The S&P 500 opened at a record high before turning modestly negative and closing down 0.09 percent at 2,180.89.
The Dow Jones industrial average edged down 0.08 percent to end at 18,529.29.
The Nasdaq Composite dropped 0.15 percent to 5,213.14.
It was one of the year’s slowest sessions. About 5.86 billion shares changed hands in U.S. exchanges, compared with the 6.56 billion daily average over the last 20 sessions.
Seven of the 10 major S&P 500 indexes fell, with the healthcare group losing the most. The energy index gained 1.22 percent, with Exxon Mobil up 1.18 percent and Schlumberger climbing 1.6 percent.
Bristol-Myers fell for the second straight day, shedding 4.71 percent after it said on Friday its lung-cancer drug failed a key late-stage study. It was the strongest contributor to the S&P 500’s loss.
Merck, which makes a rival drug, fell 1.57 percent. The stock had rallied 10 percent on Friday.
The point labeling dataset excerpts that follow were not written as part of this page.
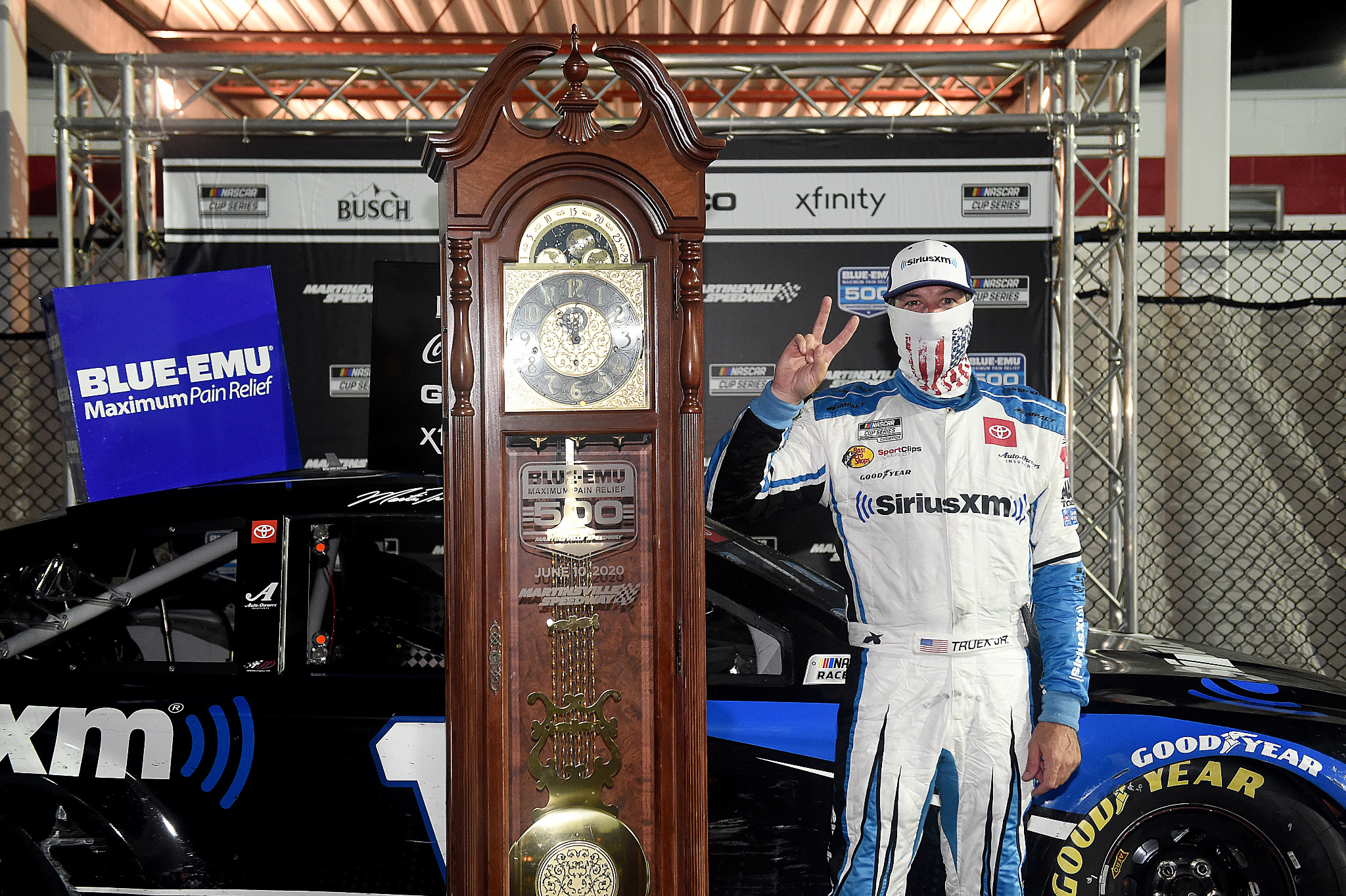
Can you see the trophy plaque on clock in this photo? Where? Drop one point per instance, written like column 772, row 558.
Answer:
column 575, row 686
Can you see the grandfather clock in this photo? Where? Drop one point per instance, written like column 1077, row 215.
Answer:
column 574, row 547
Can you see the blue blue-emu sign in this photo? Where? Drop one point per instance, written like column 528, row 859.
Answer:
column 174, row 381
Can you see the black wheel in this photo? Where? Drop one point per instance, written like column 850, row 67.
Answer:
column 1205, row 828
column 23, row 870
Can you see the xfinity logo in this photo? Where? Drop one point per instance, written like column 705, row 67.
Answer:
column 818, row 201
column 373, row 204
column 73, row 727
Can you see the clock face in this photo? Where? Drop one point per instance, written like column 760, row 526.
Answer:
column 574, row 233
column 576, row 338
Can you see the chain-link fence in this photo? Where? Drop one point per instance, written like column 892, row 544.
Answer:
column 1242, row 431
column 33, row 472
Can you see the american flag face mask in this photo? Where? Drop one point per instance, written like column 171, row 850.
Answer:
column 935, row 349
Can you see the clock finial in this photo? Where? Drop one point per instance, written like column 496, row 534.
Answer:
column 576, row 106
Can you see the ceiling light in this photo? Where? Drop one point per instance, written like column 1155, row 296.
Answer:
column 167, row 99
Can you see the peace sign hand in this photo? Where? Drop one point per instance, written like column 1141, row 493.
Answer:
column 804, row 363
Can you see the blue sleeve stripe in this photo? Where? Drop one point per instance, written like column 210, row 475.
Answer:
column 785, row 483
column 712, row 470
column 846, row 552
column 1058, row 602
column 774, row 412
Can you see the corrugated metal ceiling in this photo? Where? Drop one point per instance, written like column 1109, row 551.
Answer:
column 666, row 24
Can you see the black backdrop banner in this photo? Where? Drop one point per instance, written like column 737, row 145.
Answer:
column 321, row 212
column 349, row 228
column 404, row 404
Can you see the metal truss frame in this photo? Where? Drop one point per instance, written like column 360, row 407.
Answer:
column 120, row 109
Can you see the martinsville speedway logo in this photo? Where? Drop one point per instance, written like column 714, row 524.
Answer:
column 842, row 377
column 73, row 727
column 621, row 595
column 750, row 292
column 163, row 373
column 342, row 294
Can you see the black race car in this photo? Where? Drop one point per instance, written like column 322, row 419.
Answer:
column 263, row 665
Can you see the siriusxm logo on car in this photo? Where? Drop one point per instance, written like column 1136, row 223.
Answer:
column 201, row 351
column 867, row 506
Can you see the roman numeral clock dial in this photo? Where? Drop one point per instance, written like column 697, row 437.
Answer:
column 575, row 315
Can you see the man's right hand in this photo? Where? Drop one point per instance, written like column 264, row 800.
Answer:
column 804, row 363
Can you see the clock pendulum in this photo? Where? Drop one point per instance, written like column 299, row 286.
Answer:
column 576, row 845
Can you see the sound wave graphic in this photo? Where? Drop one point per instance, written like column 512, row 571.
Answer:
column 223, row 743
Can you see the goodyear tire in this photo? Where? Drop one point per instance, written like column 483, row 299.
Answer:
column 1203, row 826
column 23, row 870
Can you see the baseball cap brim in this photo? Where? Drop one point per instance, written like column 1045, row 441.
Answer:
column 909, row 287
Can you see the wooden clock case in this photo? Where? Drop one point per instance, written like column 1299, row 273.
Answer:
column 496, row 175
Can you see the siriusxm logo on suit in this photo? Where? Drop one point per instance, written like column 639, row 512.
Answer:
column 174, row 381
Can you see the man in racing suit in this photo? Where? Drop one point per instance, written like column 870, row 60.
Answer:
column 954, row 505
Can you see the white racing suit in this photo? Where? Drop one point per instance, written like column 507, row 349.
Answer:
column 955, row 514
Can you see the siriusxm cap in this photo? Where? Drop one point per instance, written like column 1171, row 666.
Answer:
column 928, row 264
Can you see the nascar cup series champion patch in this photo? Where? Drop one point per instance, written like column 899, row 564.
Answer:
column 174, row 381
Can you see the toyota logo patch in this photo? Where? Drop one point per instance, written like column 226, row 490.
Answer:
column 1000, row 432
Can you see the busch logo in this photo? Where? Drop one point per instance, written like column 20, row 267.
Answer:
column 373, row 204
column 73, row 727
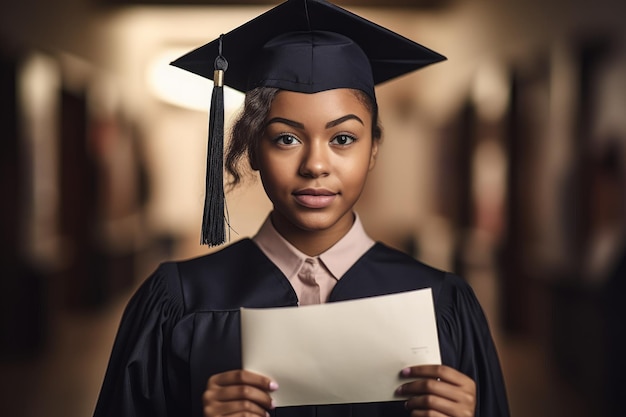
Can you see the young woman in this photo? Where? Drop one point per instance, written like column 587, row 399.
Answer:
column 310, row 128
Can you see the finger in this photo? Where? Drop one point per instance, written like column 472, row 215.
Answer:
column 244, row 407
column 242, row 377
column 440, row 372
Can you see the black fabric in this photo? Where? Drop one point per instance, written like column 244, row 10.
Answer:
column 389, row 54
column 182, row 326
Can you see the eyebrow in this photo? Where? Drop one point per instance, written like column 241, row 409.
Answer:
column 299, row 125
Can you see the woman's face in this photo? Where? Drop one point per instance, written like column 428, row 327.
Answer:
column 313, row 158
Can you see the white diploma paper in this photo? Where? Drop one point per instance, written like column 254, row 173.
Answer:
column 344, row 352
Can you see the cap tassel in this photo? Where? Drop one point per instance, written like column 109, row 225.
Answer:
column 214, row 219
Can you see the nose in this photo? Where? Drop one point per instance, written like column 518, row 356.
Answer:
column 315, row 160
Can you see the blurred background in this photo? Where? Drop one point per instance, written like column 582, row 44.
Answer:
column 504, row 164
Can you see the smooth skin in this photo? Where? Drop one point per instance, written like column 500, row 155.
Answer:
column 314, row 159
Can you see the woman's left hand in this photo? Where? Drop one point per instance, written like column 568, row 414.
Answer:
column 438, row 390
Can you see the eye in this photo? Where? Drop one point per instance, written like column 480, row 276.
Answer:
column 343, row 140
column 286, row 139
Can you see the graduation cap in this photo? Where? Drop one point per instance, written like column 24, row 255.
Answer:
column 305, row 46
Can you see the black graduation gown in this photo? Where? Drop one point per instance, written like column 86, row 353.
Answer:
column 182, row 326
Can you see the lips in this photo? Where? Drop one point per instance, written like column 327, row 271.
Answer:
column 314, row 198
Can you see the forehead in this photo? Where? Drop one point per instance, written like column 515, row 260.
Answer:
column 330, row 103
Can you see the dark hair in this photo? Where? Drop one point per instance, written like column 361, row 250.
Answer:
column 248, row 128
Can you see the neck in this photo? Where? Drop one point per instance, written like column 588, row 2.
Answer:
column 312, row 242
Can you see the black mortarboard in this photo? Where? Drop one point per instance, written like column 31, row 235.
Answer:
column 305, row 46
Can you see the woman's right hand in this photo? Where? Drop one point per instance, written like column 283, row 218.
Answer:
column 238, row 393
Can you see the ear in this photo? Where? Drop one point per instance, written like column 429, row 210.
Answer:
column 373, row 154
column 252, row 158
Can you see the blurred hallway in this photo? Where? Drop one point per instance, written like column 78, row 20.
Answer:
column 520, row 137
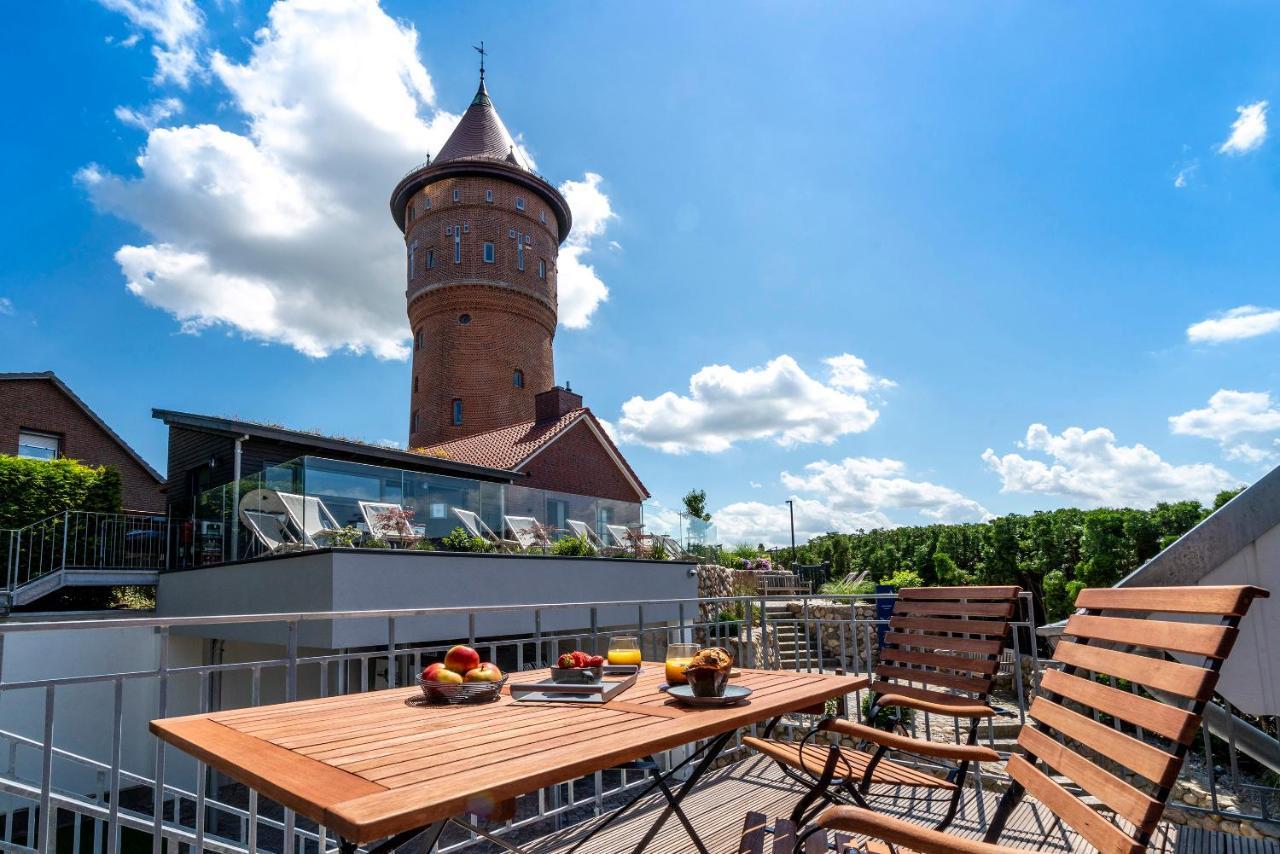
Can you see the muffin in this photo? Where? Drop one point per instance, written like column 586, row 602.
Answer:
column 708, row 671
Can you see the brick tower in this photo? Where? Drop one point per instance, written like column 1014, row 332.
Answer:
column 481, row 234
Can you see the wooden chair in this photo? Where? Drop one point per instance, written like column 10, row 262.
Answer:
column 1128, row 762
column 940, row 656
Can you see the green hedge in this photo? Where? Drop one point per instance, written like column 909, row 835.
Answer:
column 33, row 489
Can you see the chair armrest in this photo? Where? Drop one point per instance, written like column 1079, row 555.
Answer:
column 905, row 743
column 864, row 822
column 958, row 709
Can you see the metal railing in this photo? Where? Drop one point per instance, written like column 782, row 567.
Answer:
column 176, row 800
column 78, row 539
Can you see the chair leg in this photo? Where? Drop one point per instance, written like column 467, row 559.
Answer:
column 818, row 789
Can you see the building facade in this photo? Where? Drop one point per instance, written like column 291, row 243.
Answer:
column 41, row 418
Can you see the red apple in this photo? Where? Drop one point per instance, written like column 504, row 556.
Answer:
column 432, row 672
column 485, row 672
column 446, row 675
column 461, row 658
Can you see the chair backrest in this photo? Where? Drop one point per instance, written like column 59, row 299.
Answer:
column 268, row 528
column 945, row 643
column 524, row 529
column 1130, row 762
column 307, row 514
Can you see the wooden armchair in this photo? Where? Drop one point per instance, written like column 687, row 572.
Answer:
column 940, row 656
column 1129, row 763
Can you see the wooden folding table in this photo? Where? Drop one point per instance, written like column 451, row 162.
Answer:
column 383, row 765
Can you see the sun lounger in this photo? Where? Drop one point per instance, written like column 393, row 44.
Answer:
column 475, row 526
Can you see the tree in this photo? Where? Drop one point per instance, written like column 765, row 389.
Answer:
column 695, row 505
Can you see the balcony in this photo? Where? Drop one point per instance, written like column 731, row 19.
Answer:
column 83, row 771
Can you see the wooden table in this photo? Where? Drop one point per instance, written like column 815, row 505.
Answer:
column 375, row 765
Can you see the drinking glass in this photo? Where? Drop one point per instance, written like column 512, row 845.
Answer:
column 677, row 660
column 625, row 651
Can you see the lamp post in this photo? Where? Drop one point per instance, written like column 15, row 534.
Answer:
column 791, row 510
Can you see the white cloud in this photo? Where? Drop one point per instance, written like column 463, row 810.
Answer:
column 850, row 371
column 282, row 231
column 1088, row 466
column 150, row 117
column 864, row 485
column 1229, row 415
column 177, row 27
column 753, row 521
column 1235, row 324
column 1248, row 131
column 580, row 287
column 778, row 401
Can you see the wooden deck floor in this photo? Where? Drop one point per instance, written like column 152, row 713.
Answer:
column 723, row 798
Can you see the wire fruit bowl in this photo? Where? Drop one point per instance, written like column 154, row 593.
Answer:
column 461, row 692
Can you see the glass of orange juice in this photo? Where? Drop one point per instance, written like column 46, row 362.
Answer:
column 677, row 660
column 624, row 651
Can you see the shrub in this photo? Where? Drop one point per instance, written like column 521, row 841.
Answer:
column 574, row 547
column 35, row 489
column 458, row 540
column 904, row 579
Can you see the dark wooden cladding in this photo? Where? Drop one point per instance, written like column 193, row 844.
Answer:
column 1161, row 675
column 1196, row 638
column 1220, row 601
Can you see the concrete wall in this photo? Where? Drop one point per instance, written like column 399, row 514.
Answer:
column 373, row 579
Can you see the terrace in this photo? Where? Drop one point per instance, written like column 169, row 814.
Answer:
column 71, row 785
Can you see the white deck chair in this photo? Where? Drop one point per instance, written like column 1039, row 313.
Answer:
column 584, row 530
column 270, row 531
column 309, row 515
column 475, row 526
column 524, row 529
column 384, row 529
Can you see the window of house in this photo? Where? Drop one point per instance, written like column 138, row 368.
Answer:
column 39, row 446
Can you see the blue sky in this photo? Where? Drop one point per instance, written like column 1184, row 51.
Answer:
column 905, row 233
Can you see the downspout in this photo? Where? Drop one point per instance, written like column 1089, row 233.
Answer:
column 236, row 461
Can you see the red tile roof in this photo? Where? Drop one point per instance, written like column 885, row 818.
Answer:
column 512, row 446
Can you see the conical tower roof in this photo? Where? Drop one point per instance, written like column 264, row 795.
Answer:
column 481, row 135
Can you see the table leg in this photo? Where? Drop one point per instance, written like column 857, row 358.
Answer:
column 713, row 750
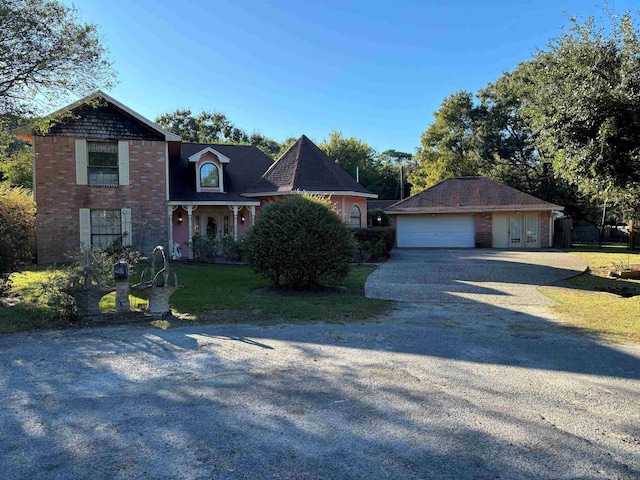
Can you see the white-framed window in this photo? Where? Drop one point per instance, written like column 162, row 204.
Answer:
column 106, row 227
column 355, row 216
column 102, row 163
column 209, row 176
column 100, row 228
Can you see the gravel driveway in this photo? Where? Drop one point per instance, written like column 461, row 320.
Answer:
column 434, row 391
column 496, row 277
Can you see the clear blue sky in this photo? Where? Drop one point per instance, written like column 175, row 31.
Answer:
column 374, row 70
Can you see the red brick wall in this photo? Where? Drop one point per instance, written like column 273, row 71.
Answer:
column 484, row 233
column 59, row 198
Allergan lost 2.18 percent after it slashed its full-year revenue forecast and said it was not looking to use its surplus cash to fund any deals.
Advancing issues outnumbered declining ones on the NYSE by a 1.35-to-1 ratio; on Nasdaq, a 1.10-to-1 ratio favored decliners.
The S&P 500 posted 30 new 52-week highs and no new lows; the Nasdaq Composite recorded 96 new highs and 18 new lows.